The COVID-19 pandemic has sparked a global race for mechanical ventilators, the machines that may help some of the most critical patients breathe. Manufacturers have boosted production, and countries put in bumper orders for ventilators, which support respiration when the lungs aren’t up to the task. Teams of service engineers in the Middle East and Turkey are exploring ways to strengthen the ventilator ranks and ensure the region’s breathing machines stay in good working condition, even older devices or those with technical issues.
“We overhaul them and get them back to the hospitals as quickly as possible,” says Hady El Khoury, general manager for GE Healthcare’s services division in Eastern Growth Markets (EGM), which includes Turkey, Saudi Arabia and the Middle East. “Every ventilator we’re able to put back into use means another device to help support a patient in need.”
Many of these critical repairs take place at GE Healthcare’s two regional repair operations centers in Turkey and Saudi Arabia. The centers’ technicians have overseen around 100 repairs across these markets since the outbreak of COVID-19 in the region. The service team’s work also includes on-site servicing of other critical equipment, such as computed tomography (CT) and magnetic resonance (MR) scanners and X-ray machines. But around 80% of the repair centers’ workload right now relates to ventilators, explains Alper Cirpici, general manager of operations for the region. “That’s the big priority right now.”

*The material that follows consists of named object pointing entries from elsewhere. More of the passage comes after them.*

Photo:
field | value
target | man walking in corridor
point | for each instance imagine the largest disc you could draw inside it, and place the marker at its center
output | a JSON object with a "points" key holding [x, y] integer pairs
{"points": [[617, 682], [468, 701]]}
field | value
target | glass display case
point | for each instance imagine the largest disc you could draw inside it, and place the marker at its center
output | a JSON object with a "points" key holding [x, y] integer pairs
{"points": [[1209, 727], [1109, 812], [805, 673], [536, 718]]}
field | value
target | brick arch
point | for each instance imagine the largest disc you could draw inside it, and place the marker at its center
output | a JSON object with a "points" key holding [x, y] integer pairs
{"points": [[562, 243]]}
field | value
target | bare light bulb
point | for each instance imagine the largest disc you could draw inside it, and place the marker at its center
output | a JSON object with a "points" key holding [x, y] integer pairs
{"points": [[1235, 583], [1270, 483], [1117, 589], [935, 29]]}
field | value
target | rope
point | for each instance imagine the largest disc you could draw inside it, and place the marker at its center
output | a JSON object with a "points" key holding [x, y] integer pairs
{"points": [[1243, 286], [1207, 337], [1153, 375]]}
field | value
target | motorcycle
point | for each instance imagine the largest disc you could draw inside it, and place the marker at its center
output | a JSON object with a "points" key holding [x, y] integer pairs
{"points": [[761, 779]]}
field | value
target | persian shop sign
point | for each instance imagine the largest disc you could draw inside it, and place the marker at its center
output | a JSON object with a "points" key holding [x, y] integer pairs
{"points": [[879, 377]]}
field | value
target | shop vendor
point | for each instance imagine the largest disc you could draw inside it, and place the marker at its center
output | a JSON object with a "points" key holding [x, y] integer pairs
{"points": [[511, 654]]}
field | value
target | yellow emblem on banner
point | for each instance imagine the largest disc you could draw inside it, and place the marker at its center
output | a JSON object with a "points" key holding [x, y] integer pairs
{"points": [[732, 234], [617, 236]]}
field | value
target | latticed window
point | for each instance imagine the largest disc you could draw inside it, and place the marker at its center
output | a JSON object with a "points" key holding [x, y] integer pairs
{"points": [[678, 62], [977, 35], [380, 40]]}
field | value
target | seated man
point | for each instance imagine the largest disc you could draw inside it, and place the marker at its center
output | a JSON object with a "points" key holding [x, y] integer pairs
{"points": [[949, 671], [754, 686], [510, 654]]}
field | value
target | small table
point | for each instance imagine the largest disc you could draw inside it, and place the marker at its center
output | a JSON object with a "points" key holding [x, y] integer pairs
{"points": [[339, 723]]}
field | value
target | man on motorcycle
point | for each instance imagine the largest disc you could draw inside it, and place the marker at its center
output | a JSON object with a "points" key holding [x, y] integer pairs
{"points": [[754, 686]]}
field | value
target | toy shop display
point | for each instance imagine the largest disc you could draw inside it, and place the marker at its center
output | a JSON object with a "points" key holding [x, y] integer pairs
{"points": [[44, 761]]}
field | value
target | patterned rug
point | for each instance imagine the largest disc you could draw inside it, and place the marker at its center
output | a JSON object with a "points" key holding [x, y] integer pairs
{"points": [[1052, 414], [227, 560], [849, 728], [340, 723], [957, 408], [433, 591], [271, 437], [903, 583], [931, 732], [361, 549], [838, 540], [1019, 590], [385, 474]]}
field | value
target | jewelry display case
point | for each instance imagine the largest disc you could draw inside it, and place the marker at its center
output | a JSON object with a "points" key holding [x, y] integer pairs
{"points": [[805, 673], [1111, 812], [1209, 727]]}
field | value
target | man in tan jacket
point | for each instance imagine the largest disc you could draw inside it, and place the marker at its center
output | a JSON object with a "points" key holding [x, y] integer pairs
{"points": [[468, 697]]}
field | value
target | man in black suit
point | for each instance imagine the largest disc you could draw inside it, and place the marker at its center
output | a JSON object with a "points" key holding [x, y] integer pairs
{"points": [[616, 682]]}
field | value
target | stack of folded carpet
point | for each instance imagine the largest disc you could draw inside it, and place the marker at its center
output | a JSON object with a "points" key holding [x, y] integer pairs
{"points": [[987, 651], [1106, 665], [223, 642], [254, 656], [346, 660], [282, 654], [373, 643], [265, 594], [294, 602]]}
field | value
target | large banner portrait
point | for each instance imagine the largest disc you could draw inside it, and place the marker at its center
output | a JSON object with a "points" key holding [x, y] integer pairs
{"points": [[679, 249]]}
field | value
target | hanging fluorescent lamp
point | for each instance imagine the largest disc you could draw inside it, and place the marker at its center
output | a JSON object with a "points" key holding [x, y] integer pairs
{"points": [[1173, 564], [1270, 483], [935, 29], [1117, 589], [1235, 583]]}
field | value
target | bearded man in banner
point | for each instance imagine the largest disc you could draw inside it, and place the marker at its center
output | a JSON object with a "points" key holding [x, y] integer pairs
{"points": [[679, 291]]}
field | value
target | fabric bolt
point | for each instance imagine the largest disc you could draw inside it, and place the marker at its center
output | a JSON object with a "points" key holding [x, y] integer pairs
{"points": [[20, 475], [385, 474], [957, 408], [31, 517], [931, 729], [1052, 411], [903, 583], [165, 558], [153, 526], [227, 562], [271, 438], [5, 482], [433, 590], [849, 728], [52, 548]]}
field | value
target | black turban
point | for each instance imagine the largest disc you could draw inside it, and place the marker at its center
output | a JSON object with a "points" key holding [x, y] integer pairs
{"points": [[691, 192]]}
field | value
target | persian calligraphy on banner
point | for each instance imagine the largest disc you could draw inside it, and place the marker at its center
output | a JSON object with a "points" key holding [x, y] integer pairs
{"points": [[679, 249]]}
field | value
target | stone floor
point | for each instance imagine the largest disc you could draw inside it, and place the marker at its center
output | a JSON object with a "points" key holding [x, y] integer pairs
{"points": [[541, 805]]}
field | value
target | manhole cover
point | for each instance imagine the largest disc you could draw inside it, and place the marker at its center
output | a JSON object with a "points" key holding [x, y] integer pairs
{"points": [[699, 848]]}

The region’s 33 remote service experts can check on and carry out around a third of fixes to critical medical equipment with no physical intervention. That is because many machines are internet-enabled, which means that the workers can resolve software glitches, reset systems, and check error logs via a broadband connection. Sophisticated software such as GE Healthcare’s OnWatch™ or Tube Watch also sends alerts when issues arise. Those remote interventions usually help hospitals get their essential machines back online quickly.
But ventilators are a little different. Most ventilator repairs involve physical intervention. In cases where a health system has a service contract with GE, a field engineer will visit the hospital to fix the problem, or hospitals can send those machines to the repair centers. Cirpici is keen to emphasize the repair centers have a ‘safety first’ policy for the field engineers — they must wear personal protective equipment — and also for the newly arrived machines. “We use lots of materials to fully clean all systems before they enter the repair center,” he explains.
The repair job itself is usually quick. “The diagnosis and fix are generally pretty straightforward,” Cirpici says, adding that technicians can often complete jobs in three to five hours.
Customers use commercial package delivery companies to post their ventilators, which weigh up to 40 kilograms excluding trolleys, to the repair centers. The majority of customers typically receive their machines back within two to three days.
Says El Khoury: “Their mission, our mission, has never been as critical as it is today.”